‘Dark money’ bill breezes through Senate but may face legal and political issues

Who paid for the ad that promotes Gov. Phil Murphy’s progressive agenda? Trenton lawmakers think you ought to know. Thursday the Senate voted 31-0 to pass and send on to the Assembly a bill that would shed light on so-called dark money groups like a Murphy ad from New Direction New Jersey. It’s a 501(c)(4) run by a Murphy ally.

“This has led, quite frankly, to a system that is dominated by a modest number of wealthy special interests who shape the political funding landscape,” said Sen. Troy Singleton. “A web of clandestine entities that live in the shadows of our political system with benign-sounding names designed to conceal donors’ identities and their true intentions from the public.”

Senate President Steve Sweeney fast-tracked the dark money bill in January, further ratcheting up political tension with Murphy after New Direction New Jersey broke its promise to voluntarily unveil its list of donors. The measure would compel 501(c)(4)s to disclose expenditures over $3,000 and name people who contribute more than $10,000 to influence elections, bills, regulations or public questions. Election officials say dark money threatens to swamp politics.

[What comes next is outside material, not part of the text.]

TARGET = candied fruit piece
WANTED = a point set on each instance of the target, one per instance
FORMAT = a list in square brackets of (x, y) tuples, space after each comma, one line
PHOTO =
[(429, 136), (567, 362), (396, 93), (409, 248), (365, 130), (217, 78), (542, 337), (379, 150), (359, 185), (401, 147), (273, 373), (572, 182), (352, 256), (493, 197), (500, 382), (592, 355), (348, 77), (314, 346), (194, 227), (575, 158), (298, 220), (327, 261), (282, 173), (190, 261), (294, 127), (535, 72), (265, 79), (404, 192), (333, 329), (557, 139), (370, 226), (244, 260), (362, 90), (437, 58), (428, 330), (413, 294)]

“I have called it the Wild Wild West of campaign financing. I think that pretty much describes what’s happening with the trend recently in New Jersey,” said Jeff Brindle, executive director of the Election Law Enforcement Commission.

But advocacy groups like the ACLU warn that the bill as written quashes people’s first amendment right to give anonymously.

“Which is something that controversial organizations like the ACLU, or LGBT rights groups or abortions rights groups have to deal with. It’s something we value sacredly,” said ACLU-NJ Executive Director Amol Sinha.

The ACLU might sue if the bill becomes law. Others object to a provision that makes the bill retroactive to Jan. 1, 2018. One senator said that’s not really fair.

“I think it’s a good bill, but I think the citizens have a right to know that once they comply with the law we will not come back and change the law on them,” said Sen. Nia Gill.

Another late amendment bans elected officials from running 501(c)(4)s. That’s widely viewed as targeting Essex Freeholder Brendan Gill, Murphy’s former campaign manager and the guy who heads New Direction New Jersey. Gill had no comment. The governor has said he looks forward to reviewing the bill. It’s now in Assembly Speaker Craig Coughlin’s hands. He supports the bill’s basic concept and “ … is continuing to meet with stakeholders and will continue to review and discuss the legislation with members of his caucus,” according to his spokeswoman.

“I don’t know if there’s too much politics in this, or if there’s too much of a political motivation in this. But what I can say is that legally there are very serious concerns about this. And I think it would make sense for the Assembly, which now has the power to make or break this bill, to think really carefully about what they want to do and whether or not they want to face the legal consequences if this bill passes,” said Sinha.

Coughlin’s negotiated compromises between competing political power bases in Trenton before. This bill is apparently going to require a lot of work.